English I Honors students began Romeo and Juliet proper, looking at the prologue, which to their surprise, turned out to be a sonnet.
Two households, both alike in dignity,
In fair Verona, where we lay our scene,
From ancient grudge break to new mutiny,
Where civil blood makes civil hands unclean.
From forth the fatal loins of these two foes
A pair of star-cross’d lovers take their life;
Whose misadventured piteous overthrows
Do with their death bury their parents’ strife.
The fearful passage of their death-mark’d love,
And the continuance of their parents’ rage,
Which, but their children’s end, nought could remove,
Is now the two hours’ traffic of our stage;
The which if you with patient ears attend,
What here shall miss, our toil shall strive to mend.
We spent the whole period working on it, reading it a multitude of ways, each of which uncovered a bit more of the meaning. The stomping of course was particularly fun.
English 8 Strategies students had their in-lab writing day today.
Students began trying to apply the cause-effect models we looked at earlier in the week, making their own cause-effect paragraphs based on two topics:
- Choose a class you did well in: write a cause-effect paragraph explaining why you did well in the class.
- Choose a class you didn’t do as well in as you would have liked: write a second cause-effect paragraph explaining why you didn’t do as well in that class as you were hoping.
Students had a chance to work on it in class, but not many finished it.

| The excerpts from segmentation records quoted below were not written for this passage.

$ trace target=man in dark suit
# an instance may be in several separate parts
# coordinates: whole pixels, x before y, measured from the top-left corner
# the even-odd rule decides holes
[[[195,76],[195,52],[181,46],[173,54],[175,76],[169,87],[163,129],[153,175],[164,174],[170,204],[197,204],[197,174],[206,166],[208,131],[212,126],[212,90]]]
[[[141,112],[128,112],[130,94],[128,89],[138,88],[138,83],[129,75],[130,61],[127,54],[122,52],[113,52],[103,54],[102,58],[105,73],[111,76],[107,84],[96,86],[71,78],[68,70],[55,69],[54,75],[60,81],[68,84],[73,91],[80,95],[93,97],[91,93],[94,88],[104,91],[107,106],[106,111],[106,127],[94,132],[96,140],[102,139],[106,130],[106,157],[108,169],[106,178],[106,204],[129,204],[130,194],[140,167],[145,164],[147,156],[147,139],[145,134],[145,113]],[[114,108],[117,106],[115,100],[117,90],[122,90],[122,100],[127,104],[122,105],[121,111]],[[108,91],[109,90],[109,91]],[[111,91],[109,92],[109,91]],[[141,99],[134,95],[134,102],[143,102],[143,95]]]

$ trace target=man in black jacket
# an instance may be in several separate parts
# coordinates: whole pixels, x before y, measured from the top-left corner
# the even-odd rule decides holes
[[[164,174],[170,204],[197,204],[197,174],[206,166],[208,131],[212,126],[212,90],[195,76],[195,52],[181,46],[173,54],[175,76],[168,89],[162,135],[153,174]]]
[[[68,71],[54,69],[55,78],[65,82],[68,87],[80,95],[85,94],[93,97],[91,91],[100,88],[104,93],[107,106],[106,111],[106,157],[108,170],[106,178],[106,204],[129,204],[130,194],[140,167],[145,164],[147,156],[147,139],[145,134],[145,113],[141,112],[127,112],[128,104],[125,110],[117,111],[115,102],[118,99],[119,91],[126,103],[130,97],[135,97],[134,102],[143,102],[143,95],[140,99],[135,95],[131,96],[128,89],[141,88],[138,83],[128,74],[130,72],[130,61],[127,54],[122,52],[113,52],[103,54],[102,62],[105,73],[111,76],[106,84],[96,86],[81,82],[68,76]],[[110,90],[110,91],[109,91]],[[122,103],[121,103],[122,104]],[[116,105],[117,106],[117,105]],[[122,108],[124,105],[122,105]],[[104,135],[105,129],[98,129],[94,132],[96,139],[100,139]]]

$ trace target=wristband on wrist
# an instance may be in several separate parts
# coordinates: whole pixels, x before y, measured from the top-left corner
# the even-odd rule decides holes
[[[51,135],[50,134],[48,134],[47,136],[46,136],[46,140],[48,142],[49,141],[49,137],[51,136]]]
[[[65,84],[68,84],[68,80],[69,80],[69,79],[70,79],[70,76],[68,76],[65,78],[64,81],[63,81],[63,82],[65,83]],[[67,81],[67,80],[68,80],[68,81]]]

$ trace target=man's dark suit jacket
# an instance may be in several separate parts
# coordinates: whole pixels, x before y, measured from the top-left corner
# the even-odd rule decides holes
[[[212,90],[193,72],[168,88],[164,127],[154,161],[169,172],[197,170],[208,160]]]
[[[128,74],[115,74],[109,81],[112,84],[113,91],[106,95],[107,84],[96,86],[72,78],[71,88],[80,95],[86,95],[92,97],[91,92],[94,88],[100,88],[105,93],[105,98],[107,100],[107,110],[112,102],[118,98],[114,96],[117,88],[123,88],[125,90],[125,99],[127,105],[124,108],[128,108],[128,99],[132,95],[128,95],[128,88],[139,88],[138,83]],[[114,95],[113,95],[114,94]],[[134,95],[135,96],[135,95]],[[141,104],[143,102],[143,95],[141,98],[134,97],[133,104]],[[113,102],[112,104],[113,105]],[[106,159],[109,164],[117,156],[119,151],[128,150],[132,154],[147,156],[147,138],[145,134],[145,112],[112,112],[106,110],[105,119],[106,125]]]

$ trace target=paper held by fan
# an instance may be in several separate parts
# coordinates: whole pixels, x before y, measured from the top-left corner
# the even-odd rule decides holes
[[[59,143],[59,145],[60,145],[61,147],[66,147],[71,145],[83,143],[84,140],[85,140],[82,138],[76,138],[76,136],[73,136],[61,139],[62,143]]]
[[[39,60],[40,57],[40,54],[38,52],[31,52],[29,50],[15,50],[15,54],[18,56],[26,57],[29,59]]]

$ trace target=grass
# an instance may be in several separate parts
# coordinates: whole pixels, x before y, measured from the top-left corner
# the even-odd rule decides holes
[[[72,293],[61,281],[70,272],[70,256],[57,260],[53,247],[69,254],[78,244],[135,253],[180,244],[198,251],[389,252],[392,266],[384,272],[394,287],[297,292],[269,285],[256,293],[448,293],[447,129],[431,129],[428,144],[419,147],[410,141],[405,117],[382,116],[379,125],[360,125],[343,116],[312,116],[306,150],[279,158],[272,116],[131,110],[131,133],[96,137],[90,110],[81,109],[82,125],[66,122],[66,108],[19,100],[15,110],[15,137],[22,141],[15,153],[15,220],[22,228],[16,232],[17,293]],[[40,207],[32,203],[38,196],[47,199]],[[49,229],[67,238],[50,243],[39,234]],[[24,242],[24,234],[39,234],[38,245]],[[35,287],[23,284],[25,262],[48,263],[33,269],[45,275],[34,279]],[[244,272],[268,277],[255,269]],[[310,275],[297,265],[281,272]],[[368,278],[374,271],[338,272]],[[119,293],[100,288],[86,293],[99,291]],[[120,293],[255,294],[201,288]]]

The assignment will need to be completed by next week so we can continue with unit and remain on pace, so anyone who didn’t finish it will need to do it for homework (see below).
Homework
- English I Honors: reread the prologue from Romeo and Juliet, marking the text as you would any other poem. Pay especially close attention to the pronouns (in particular “both,” “which,” “that,” and “our”) and determine their antecedents. In addition, please remember that “traffic of our stage” is critical to understanding the poem. Finally, highlight any word in the prologue that has anything at all to do with the number two.